The cases on behalf of same-sex marriage now being litigated in federal and state courts total three dozen. Cornyn identifies two kinds of adverse decisions that would “get people’s attention.” One would declare unconstitutional the federal Defense of Marriage Act, which, passed by huge majorities in 1996, defines marriage for purposes of federal law as the union of a man and a woman and seeks to prevent the interstate transmission of same-sex marriage. Cases are pending in federal courts in Washington and Florida.

The other would declare unconstitutional some state’s definition of marriage as the union of a man and a woman. A federal case against Nebraska, in which the judge already has telegraphed his opposition to Nebraska, may soon be decided.
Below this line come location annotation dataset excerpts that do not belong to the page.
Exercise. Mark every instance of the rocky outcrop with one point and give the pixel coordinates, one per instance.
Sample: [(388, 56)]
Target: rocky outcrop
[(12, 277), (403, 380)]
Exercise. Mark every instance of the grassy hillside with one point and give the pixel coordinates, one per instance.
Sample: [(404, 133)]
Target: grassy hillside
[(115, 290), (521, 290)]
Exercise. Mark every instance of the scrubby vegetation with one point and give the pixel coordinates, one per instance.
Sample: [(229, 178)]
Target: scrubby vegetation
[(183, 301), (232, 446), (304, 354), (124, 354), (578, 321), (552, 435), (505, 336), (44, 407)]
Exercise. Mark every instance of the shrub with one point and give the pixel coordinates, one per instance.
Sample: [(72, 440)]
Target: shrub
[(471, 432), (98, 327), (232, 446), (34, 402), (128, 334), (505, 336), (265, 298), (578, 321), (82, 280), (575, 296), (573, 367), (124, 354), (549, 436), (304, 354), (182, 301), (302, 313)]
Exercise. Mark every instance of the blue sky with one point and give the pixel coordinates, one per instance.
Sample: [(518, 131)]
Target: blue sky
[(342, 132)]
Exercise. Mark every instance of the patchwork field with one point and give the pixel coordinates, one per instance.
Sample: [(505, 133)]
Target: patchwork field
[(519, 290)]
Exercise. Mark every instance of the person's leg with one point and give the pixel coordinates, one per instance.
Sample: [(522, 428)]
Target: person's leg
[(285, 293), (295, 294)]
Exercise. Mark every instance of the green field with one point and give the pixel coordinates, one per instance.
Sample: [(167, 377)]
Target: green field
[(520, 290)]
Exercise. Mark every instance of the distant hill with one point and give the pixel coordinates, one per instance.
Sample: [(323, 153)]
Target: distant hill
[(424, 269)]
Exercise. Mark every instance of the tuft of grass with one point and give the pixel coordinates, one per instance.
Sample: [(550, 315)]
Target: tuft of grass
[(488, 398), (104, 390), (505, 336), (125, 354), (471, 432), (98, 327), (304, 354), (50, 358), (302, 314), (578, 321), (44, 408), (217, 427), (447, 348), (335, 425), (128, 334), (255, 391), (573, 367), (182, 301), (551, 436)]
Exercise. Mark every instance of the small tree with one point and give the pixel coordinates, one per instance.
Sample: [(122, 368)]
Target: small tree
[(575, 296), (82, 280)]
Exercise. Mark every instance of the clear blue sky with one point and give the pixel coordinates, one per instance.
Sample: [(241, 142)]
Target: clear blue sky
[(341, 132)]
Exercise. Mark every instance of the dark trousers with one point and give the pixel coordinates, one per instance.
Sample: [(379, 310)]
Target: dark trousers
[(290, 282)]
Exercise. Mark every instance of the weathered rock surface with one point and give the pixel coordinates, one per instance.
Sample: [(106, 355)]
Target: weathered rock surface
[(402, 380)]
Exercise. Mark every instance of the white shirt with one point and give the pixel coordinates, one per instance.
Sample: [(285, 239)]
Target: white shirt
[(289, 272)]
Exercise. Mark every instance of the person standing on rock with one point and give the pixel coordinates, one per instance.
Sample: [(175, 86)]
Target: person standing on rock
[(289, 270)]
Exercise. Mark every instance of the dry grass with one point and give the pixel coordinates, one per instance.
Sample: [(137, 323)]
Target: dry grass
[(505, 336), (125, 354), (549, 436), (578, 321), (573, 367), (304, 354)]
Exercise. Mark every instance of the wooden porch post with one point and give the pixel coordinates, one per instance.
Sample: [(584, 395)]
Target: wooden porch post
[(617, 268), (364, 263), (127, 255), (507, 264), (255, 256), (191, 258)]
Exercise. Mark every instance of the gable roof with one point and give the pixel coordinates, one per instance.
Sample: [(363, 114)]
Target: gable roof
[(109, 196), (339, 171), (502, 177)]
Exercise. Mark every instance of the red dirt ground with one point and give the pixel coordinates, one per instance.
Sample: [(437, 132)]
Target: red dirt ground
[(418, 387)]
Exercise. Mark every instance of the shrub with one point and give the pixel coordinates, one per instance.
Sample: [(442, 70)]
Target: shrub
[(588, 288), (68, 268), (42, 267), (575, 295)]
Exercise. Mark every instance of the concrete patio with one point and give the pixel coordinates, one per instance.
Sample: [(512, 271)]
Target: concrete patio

Advocates pressing for those outcomes are citing the Supreme Court’s 2003 decision in Lawrence vs. Texas, arguing that the right to sexual liberty posited in that case should encompass the right to marry a person of either sex. Lawrence, says Cornyn, a former Texas Supreme Court justice, is “the big problem,” by which he means that its doctrine points inevitably to the judicial redefinition of marriage.

Some who favor traditional marriage but not the FMA say that the definition of marriage should be “left to the states.” Ideally, it should be. That’s unrealistic, argues Sen. Cornyn, because Lawrence and its probable employment by judges make it unlikely that the states can maintain the traditional definition of marriage if they desire.

Cornyn’s position appeals to those disinclined to think that the courts can restrain themselves from embracing same-sex marriage. Meanwhile, the question for those who support the traditional definition of marriage but are not yet willing to support the FMA, or something like it, is this: How many more “adverse” court decisions will it take before the case for an amendment becomes compelling?